Sometimes friends are the people you meet your first hours at college. Sometimes you meet them during classes or at parties. Sometimes these people are the random boys upstairs or that quiet girl across the hall who invite you to do shots with them during a pregame on a Saturday night. Regardless of whether these people came into your life bearing 3 a.m. Pop Tarts or plopped down next to you in your advisor’s office, as frustrated with their schedule as you were, the friends you make in college soon become your lifeline. College friends could easily mean so much more than any friendships you ever had and were ever expecting. They even become your family long before you figure out where your Tuesday morning English lecture room is.
As I packed up my entire shoe collection, leaving little room for cleaning supplies and planned to move into my freshman dorm, I also threw some anxiety and tears into my suitcase. I was so worried I wouldn’t make friends. I discussed this topic with my mom on several occasions before she drove away, leaving me “alone” in my dorm. After a few weeks, I realized that being uprooted to a totally new environment was the push I needed to make some of the best friends I have today. “Your friends in college are different. You see them in real life. You study together at night and eat breakfast together, and sometime in there they are more like family,” University of Wisconsin-Madison, junior Julia Machgan said.

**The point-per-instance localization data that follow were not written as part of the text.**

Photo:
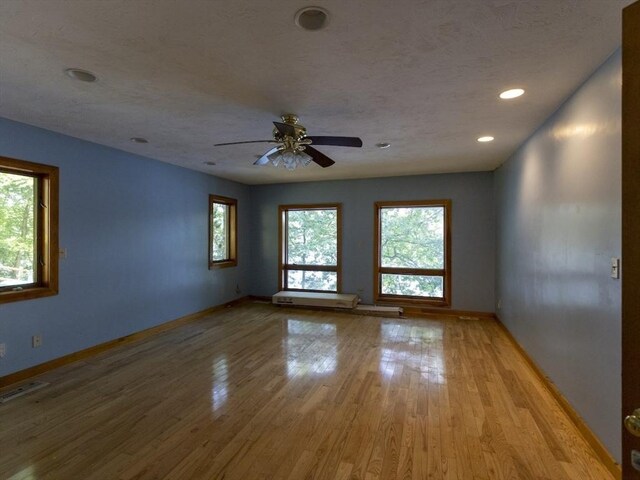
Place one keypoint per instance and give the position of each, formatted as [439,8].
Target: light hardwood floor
[260,392]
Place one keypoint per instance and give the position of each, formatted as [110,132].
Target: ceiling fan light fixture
[290,159]
[81,75]
[512,93]
[312,18]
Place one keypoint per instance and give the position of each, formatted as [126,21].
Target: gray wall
[136,233]
[472,230]
[558,214]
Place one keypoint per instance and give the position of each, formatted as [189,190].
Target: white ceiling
[422,75]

Maybe it’s the unfamiliar surroundings or the new experiences that come with college that make you cling to these people who were once complete strangers. Perhaps, more often than not, you create this bond because you get to see a whole person. You don’t merely see the fun friend at football games or dressed to the nines for school dances; You see the heart and soul of someone, and most of the time your relationship consists more of sweatpants, too much ramen and Netflix versus expensive meals and adventurous outings.
You see, college friends are the people that take you to the hospital when you break your ankle running to a football game. These people print your homework out for you and wake up early so you can borrow their car to go to class. And, if you’re lucky, these are the people who buy you dinner when your account is bone dry and that financial aid hasn’t dropped yet. In these moments, when we college kids are at our most vulnerability, that you meet the people who quickly become friends and later become the family you need while away at school. “When you’re in high school you look forward to coming home to your family, relaxing and having those people there for you. It’s the same in college, but your friends, your roommates, they become that family for you,” University of Wisconsin-Madison junior Kyle Krueger said. When you are away from everything that you have ever known, surrounding yourself with people that you trust and love is vital. More importantly, surround yourself with people who love you.
These companions in turn, not only become part of your immediate college family, but during visits back to your home town become a part of the family that you left there as well. “Just the fact that we started with hanging out in my dorm room with a bunch of other people and ending up, most recently, going to a family wedding speaks volumes,” Krueger said. As your family welcome those new friends in your life into your childhood home, you begin to realize the role that these friendships play in all of your lives.
Saying goodbye to your mom, dad, siblings and especially Kobe (the family dog) can be hard. Just know that what got me through every year of my college experience were those friends who so quickly turned into the family I constantly missed. Now, coming out of college, I have a family much more dynamic than I ever expected. Because the friends you make from your dorm room common and that math class you dreaded every Tuesday and Thursday could just stick around for life.